Invoking Hitler is designed not to invite understanding but to obscure it for the sake of manipulation. If it really is 1938 all over again, then there’s only one thing we can do: Go to war with all we’ve got. The Hitler analogy is not necessarily wrong, but it is so freighted with historical memory that it compels the war conclusion. It puts those who invoke it in the Churchill position, and portrays those who disagree as jelly-spined Chamberlains.

Mr. Rumsfeld also deployed a phalanx of straw men and allegations in an effort to discredit critics. Aside from the Cindy Sheehan crowd, who in this country is advocating that we should appease terrorists? What serious person is arguing that “America, not the enemy … is the source of the world’s troubles”?

The secretary also accused the news media of being more interested in dividing America than in uniting it, accusing journalists of having a “Blame America First” attitude. Singling out the messenger is an old and often successful strategy, but the dismal facts on the ground are really responsible for a majority of Americans losing faith in the Iraq war.

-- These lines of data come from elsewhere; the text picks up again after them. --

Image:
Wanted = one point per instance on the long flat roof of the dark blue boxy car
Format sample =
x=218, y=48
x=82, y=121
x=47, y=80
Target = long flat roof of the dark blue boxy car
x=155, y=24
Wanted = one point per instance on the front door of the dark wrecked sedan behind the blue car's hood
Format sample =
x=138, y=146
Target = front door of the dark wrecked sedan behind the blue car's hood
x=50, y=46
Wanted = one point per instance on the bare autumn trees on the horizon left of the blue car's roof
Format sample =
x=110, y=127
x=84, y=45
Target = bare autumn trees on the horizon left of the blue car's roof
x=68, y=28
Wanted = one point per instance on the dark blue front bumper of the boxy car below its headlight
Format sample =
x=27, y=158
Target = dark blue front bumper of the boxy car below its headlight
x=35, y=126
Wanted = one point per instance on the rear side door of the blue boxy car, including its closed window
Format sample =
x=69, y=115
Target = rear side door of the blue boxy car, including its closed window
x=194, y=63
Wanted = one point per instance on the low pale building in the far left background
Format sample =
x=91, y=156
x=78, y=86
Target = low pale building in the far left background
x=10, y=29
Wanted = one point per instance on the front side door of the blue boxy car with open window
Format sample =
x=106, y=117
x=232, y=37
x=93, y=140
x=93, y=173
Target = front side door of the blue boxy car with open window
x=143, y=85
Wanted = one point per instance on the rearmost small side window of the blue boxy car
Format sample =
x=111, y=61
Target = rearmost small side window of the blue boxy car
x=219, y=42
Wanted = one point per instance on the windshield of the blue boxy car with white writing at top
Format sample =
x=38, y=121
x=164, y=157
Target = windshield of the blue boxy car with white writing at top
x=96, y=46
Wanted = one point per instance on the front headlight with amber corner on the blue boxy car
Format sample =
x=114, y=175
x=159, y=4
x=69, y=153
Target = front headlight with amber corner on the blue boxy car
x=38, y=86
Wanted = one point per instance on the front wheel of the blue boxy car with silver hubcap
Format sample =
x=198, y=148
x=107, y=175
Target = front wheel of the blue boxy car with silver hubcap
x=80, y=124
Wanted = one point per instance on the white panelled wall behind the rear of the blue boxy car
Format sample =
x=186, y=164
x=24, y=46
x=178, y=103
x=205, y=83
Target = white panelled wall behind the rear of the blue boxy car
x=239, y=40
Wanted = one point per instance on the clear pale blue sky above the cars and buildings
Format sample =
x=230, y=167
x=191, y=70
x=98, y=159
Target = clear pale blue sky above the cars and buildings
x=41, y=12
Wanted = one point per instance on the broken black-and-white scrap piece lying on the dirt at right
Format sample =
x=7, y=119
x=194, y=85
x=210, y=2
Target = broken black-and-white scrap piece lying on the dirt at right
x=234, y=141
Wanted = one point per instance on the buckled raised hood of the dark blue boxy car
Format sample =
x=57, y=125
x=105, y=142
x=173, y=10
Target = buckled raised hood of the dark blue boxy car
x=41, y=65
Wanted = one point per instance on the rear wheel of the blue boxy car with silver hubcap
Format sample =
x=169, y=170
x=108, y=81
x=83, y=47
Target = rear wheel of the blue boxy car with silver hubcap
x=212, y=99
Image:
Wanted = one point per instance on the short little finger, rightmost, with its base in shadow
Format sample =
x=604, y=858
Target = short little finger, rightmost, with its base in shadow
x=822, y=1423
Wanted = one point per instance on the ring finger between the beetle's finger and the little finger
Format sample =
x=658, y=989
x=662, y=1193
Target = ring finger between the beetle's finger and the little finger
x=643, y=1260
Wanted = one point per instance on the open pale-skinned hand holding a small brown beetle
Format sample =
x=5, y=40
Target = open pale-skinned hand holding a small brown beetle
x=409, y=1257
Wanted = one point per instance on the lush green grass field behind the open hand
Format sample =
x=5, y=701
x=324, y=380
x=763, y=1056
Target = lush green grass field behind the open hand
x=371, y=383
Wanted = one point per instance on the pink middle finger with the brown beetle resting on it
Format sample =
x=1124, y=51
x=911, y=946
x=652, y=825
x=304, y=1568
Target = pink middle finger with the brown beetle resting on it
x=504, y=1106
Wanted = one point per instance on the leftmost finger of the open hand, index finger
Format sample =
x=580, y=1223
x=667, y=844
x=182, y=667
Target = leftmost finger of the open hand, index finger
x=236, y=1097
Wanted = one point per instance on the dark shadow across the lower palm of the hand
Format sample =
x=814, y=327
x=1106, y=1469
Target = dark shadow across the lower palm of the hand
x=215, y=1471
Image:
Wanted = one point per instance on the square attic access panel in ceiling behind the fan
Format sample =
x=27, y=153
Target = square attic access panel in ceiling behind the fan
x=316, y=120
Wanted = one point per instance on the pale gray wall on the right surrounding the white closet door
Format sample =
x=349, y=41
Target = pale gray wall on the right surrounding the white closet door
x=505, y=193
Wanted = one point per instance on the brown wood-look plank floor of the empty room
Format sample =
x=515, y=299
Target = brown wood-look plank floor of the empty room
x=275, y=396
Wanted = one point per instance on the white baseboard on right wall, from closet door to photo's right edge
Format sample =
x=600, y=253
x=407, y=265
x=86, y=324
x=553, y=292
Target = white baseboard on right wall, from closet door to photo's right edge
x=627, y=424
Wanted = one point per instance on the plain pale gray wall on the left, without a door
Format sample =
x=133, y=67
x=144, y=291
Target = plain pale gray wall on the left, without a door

Mr. Bush is certainly correct that success in Iraq is vital to U.S. national security. Given the seriousness of the stakes, it is deeply dismaying to see the defense secretary playing partisan politics with a cause so critical.

America really does need unity of purpose to do right by Iraq. Mr. Rumsfeld’s simple-minded rhetoric surely will stoke the shrinking pro-war base, but it will do nothing to help win this war.

Never mind that the DMN editorial staff appears to be working from the Associated Press’ version of Rumsfeld’s speech.

Never mind that the editorial does not bother to support its claim about how “badly the war in Iraq is going,” assuming that the reader must agree because the DMN’s coverage would give no reason to believe otherwise. After all, the paper did not tell its readers about progress in Iraq involving local assumption of responsibility for the Iraqi NCO academy, the large extent to which Iraqi forces now lead the security situations, or the recent and dramatic reduction in civilian deaths.

No, never mind all of that. Let’s just take a look at the editorial’s headline:

Keep Politics Out of Iraq

What a great idea. It’s too bad that hypocrites at the DMN cannot keep up this standard. In fact, in the print edition, they couldn’t keep it up for one freakin’ inch as not even that far away from the headline was the following political cartoon by Tom Toles of the Washington Post.

Toles' Attack on Rummy

That is most assuredly a political attack on Rumsfeld based on the perception of Iraq that the media has created. And it most assuredly less than an inch from the headline telling Rumsfeld to leave politics out of Iraq.

Less than an inch — that’s about how far the Dallas Morning News editorial board can be trusted to avoid hypocrisy.

Comments

One response to “DMN to Rumsfeld: Do As We Say”

  1. Jeremy H. Bol Avatar

    With the beating the media tries to give Rumsfeld with every word he says I believe he has the right to call them whatever the hell he wants to. They’ve pinned him up against a wall and accuse him of being responsible for everything from prisoner abuse to global warming. Wouldn’t you feel the need to consider portions of the media related to the Luftwafa? I know I would.